Rebeck’s framing also solved a deeper aspect of the authenticity problem, one that Glee struggles with: Why are people singing? And although everyone involved with Smash has learned to say that the success of Glee “opened the door” for them, the new show runs through that door as if to escape a house on fire. Smash is not about high-schoolers but about sophisticated (if childish) theater types: people who actually do sing in hallways and live dramatic lives. Most of the music therefore arises, as Spielberg instructed, from singable situations, even if some songs eventually take on a fantasy dimension. Or vice versa. The pilot climaxes with a duet for the competing actresses called “Let Me Be Your Star,” which moves from each woman’s apartment through the streets of New York with the thrill and propulsion of “Don’t Rain on My Parade.” Only at the final stanza, when they arrive at an audition studio, do you realize it’s their callback song.
Of course, authenticity is relative. There is no Park Slope brownstone—not even Rebeck’s—as wide as the one Messing’s character lives in. The show within the show is naturally even less naturalistic, although Rebeck says her idea of a trio in which Miller, DiMaggio, and JFK sing about what they look for in a woman was shot down by Shaiman and Wittman. “ ‘When would those men be together?’ they asked. And I said, ‘I don’t care, it’s a musical!’ ”
Rebeck maintains that authenticity is not the same as realism, which is why the Marilyn musical sprints from conception to out-of-town tryout in the equivalent of fifteen weeks. (The original plan of one musical per season was rejiggered when Greenblatt moved to NBC, bringing Smash with him but scheduling it as a February replacement.) If the series is picked up for fall, a new, completely different musical will gradually enter the story line while Marilyn is mounted and the process begins again.

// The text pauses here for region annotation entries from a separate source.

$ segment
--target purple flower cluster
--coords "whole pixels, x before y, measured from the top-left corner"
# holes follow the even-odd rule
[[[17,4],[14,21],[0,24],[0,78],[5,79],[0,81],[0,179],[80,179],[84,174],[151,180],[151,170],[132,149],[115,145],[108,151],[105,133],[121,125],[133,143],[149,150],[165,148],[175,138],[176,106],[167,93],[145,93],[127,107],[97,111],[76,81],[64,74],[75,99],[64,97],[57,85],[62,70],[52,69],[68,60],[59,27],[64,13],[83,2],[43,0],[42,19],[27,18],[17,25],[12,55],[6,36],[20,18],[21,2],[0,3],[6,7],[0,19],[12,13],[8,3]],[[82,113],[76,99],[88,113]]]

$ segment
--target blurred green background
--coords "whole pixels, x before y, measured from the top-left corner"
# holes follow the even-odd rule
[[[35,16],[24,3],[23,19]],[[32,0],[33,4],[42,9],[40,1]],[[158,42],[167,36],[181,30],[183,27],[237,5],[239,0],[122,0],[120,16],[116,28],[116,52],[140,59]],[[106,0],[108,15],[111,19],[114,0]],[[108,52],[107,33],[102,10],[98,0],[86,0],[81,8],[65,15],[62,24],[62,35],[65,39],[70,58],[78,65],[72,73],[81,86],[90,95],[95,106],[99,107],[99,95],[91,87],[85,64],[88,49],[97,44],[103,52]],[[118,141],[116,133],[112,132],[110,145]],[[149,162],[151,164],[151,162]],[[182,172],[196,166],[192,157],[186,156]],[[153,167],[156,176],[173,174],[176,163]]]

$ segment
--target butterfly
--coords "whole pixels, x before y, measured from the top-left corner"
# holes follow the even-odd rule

Though the pilot was shot in various real New York locations, once the series was greenlit, NBC built sets to replicate them exactly. At the main shooting stage in Long Island City, the results are arranged like pieces of a jigsaw puzzle. One character’s bedroom leads to the bathroom of another; the composer’s Upper West Side hallway feeds into the foyer of the producer’s Times Square office. On that foyer wall are posters for previous musicals (Three on a Match, No Parking, Heaven on Earth) written by Messing’s and Borle’s characters. And on the posters, posing as credits, are the names of Smash crew members. Welcome to Inception, indeed—and yet even more disorienting are the simpler sets at the Smash production facility in Greenpoint, including a “rehearsal studio” that uncannily reproduces the exact weary blankness of a real one. As Rebeck leads me on a tour, I find I can’t tell the difference between rooms created for filming a show about actors and rooms used by the actors playing them. Is that bathroom functional? “Probably,” she says.
Rebeck is not known for uncertainty. She is sometimes called, behind her back, “the Queen.” (A sign on her Greenpoint office door reads LEAVE HER ALONE.) She says the job requires “a general, not a politician,” so even though she has a writing team heavy on playwrights, including executive producer (and former Brothers & Sisters showrunner) David Marshall Grant, she wrote about half of the first season’s scripts herself.
“Writers’ rooms really are not my thing,” she says, “because I can only stand being in a room with people so many hours a day. And I feel like early drafts should be speedy because everyone changes their mind, so why spend a lot of time up front parsing sentences?” In the month before filming began, they banged out the first eight episodes.
“Really, we had to. A lot of TV shows get behind the eight ball, and I knew that if this one did, it would collapse. I don’t think chaos is a fertile stew. I’ve had to keep explaining that making a musical and making TV are each crazy processes but not the same crazy process. To make this work, you’ve got to stay way ahead. With these big numbers, you’ve got three trains on three tracks: the song itself, which Marc and Scott need time to write; the staging, which has to be rehearsed for weeks; and the story they fit into. And they all have to come into the station at once.” Most under the gun is choreographer Josh Bergasse, who at all times, he says, has one number “in my ear, one in rehearsal, and one shooting.” Or, as Zadan puts it, “It’s like producing Chicago every week.”